奥の部屋をDIYで改造していたら押入れの柱に戦前の新聞を見つけた。

拡大画像はこの下にあります

我が家は十勝北部の農村地帯にある今年で築67年を迎えた古民家で、これが戦前の新聞であれば78年以上前、この家が建つより10数年以上前のものということになる。ほとんどがちぎれ落ちて縦に細長く数十センチ残っている程度だが、貴重な資料を見つけてしまったような気持ちになり、壁一面を合板で埋める予定を変更、紙面が見えるように保存しつつ工事をすることにした。

中央左側の柱に残っている

この家と敷地は今から約120年前に本土からやってきた一家が拓き、4代にわたって農業を営んできたものだったのだが、離農して久しく2020年秋にいよいよ更地に…となるはずだった。その一ヶ月前のある日、偶然前を通りかかった私は「理想そのものやん!」と家の写真を撮った。それから何時間も経たないうちにまさかの急展開があり、そしてまた驚くほど紆余曲折もなくこれを譲り受けることになったのである(後述)。

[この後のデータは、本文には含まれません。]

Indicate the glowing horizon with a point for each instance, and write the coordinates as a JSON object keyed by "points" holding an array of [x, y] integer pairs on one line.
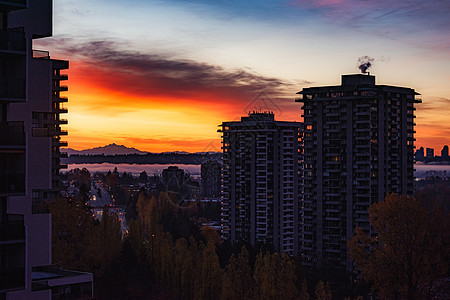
{"points": [[139, 79]]}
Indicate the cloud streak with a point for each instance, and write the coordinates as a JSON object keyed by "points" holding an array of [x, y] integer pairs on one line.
{"points": [[394, 19], [159, 80]]}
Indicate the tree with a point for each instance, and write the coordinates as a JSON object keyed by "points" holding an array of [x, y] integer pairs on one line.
{"points": [[304, 292], [211, 274], [71, 226], [323, 291], [408, 251], [286, 282]]}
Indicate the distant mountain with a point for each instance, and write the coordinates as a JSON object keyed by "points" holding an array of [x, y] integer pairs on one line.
{"points": [[111, 149]]}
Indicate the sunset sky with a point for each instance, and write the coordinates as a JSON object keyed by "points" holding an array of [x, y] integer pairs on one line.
{"points": [[161, 75]]}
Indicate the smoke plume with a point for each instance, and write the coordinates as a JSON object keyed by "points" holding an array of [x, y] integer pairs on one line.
{"points": [[364, 63]]}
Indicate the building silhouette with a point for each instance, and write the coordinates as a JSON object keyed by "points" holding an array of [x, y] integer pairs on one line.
{"points": [[444, 152], [173, 178], [260, 181], [420, 154], [30, 140], [211, 180], [358, 145]]}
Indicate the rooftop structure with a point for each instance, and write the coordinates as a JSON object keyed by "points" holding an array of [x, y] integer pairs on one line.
{"points": [[358, 145], [259, 201]]}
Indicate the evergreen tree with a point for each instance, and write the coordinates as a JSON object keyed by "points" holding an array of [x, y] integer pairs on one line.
{"points": [[211, 274], [286, 281]]}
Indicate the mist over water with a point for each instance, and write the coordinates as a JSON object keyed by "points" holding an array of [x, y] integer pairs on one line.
{"points": [[156, 169], [135, 169]]}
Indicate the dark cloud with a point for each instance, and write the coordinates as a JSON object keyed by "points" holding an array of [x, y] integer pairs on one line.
{"points": [[391, 19], [158, 75], [173, 74], [436, 104]]}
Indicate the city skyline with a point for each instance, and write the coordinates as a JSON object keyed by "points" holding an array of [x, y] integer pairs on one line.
{"points": [[144, 74]]}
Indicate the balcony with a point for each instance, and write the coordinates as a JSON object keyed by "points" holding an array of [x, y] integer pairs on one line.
{"points": [[61, 88], [12, 39], [61, 110], [12, 183], [12, 89], [60, 99], [12, 135], [61, 77], [12, 278], [40, 54], [12, 229]]}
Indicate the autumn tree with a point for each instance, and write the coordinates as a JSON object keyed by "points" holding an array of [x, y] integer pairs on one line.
{"points": [[211, 274], [105, 242], [408, 251], [323, 291], [238, 282], [71, 226], [304, 291], [286, 288]]}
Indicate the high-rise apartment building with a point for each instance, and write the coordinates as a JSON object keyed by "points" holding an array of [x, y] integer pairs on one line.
{"points": [[444, 152], [260, 181], [358, 145], [30, 132], [211, 182]]}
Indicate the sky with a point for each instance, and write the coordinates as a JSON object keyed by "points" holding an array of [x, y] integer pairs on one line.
{"points": [[162, 75]]}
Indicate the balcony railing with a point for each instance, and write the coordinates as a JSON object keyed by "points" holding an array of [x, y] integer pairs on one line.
{"points": [[40, 54], [11, 278], [12, 40], [12, 134], [12, 183], [12, 88], [12, 228]]}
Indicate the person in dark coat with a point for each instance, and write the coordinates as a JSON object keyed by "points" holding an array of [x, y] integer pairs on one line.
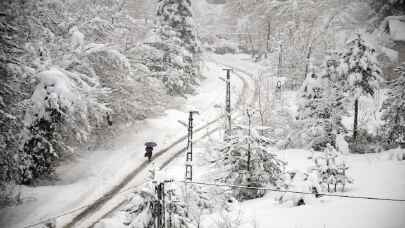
{"points": [[148, 152]]}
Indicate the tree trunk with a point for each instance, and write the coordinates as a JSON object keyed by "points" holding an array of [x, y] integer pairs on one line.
{"points": [[356, 113]]}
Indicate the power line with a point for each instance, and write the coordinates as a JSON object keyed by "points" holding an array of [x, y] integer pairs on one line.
{"points": [[77, 209], [290, 191]]}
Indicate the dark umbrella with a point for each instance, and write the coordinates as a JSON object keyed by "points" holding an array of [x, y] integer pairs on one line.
{"points": [[150, 144]]}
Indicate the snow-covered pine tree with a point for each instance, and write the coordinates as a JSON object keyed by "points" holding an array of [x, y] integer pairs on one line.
{"points": [[175, 20], [360, 68], [263, 168], [394, 109], [176, 39]]}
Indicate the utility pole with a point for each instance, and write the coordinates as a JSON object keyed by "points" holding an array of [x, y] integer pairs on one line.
{"points": [[189, 153], [159, 206], [228, 128]]}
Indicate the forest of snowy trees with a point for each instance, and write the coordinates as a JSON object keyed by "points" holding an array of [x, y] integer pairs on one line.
{"points": [[74, 73]]}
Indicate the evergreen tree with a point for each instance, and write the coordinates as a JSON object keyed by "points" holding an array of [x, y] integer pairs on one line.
{"points": [[176, 41], [359, 67], [394, 109]]}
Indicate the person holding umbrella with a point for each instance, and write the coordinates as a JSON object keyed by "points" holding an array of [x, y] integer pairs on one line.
{"points": [[149, 149]]}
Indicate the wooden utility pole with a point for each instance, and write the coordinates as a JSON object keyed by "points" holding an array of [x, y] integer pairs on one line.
{"points": [[228, 128], [268, 36]]}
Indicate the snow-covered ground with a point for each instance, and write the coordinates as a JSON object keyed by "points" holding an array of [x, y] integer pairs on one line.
{"points": [[96, 172]]}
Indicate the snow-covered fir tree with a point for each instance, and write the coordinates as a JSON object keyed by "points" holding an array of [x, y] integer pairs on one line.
{"points": [[247, 161], [321, 109], [360, 69], [394, 109]]}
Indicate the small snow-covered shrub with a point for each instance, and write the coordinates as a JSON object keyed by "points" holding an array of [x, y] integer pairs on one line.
{"points": [[264, 167]]}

120年の歴史の上に建っている家が築67年、ということはそれ以前にも敷地のどこかに家屋があったはずである。聞くところによると、現在の家は今の場所より数十メートル南に建っていた家を移築したものだったらしい。何人かの建築関係者が「北海道の現存する住宅としてはかなり稀少な建材」「古い構造で本州の影響が大きい」みたいなことを言っていたのを思いだした。造り自体が67年よりもっと昔のものではないかということだ。なるほどそれだけ古いものが現存していたということは、一度基礎部分をやりなおし再生した経緯があったからなのかと(当時のものであろう五右衛門風呂や厠は庭に現在も建っていてどちらも使用可能)。すると今ある柱や梁、大引などの部材も67年よりもっと昔のもので、この新聞もかつての貼られていた柱と一緒に今の位置に移設された…と考えられるのではないか。

余談:一度移築したとは言え、それから67年も建っている家である。その間、厳しい風や雪に晒されてきたこともあり、かなり老朽化が進んでいた。このまま放っておくといつか住めなくなってしまうので、一定のリフォームは必要だった。特に一番奥にあるこの部屋は日当たりが悪くて湿気にやられやすいこともあり、外壁の内部や柱の根元が腐り落ちかけているなど大きな手直しが不可欠だった。そういった基礎部分のみ業者に手直ししてもらい(家自体をジャッキアップして新しい部材を入れるなど)、その後DIYで自分でウォークインクローゼットに改造してやろうと着手し始めたところだったのである。

ヂャヅ・ダンス

一番大きく残っていた紙面の上部には大きく「」、その左に小さめに「」と書かれてあった。またその下には横書きでプログラム、中央に縦書きで「初演 大小魔奇術」「天勝」、その左右にヂャヅ・バン、ヂャヅ・ダンス、音樂合奏、ヴアイオリン・、其他幕間〜、ール・ショウ一座、ヂー・ヴアジニヤ・娘子連…などの文字が並んでいた(太字でない文字はネットでざっくり調べた資料から推測したもの)。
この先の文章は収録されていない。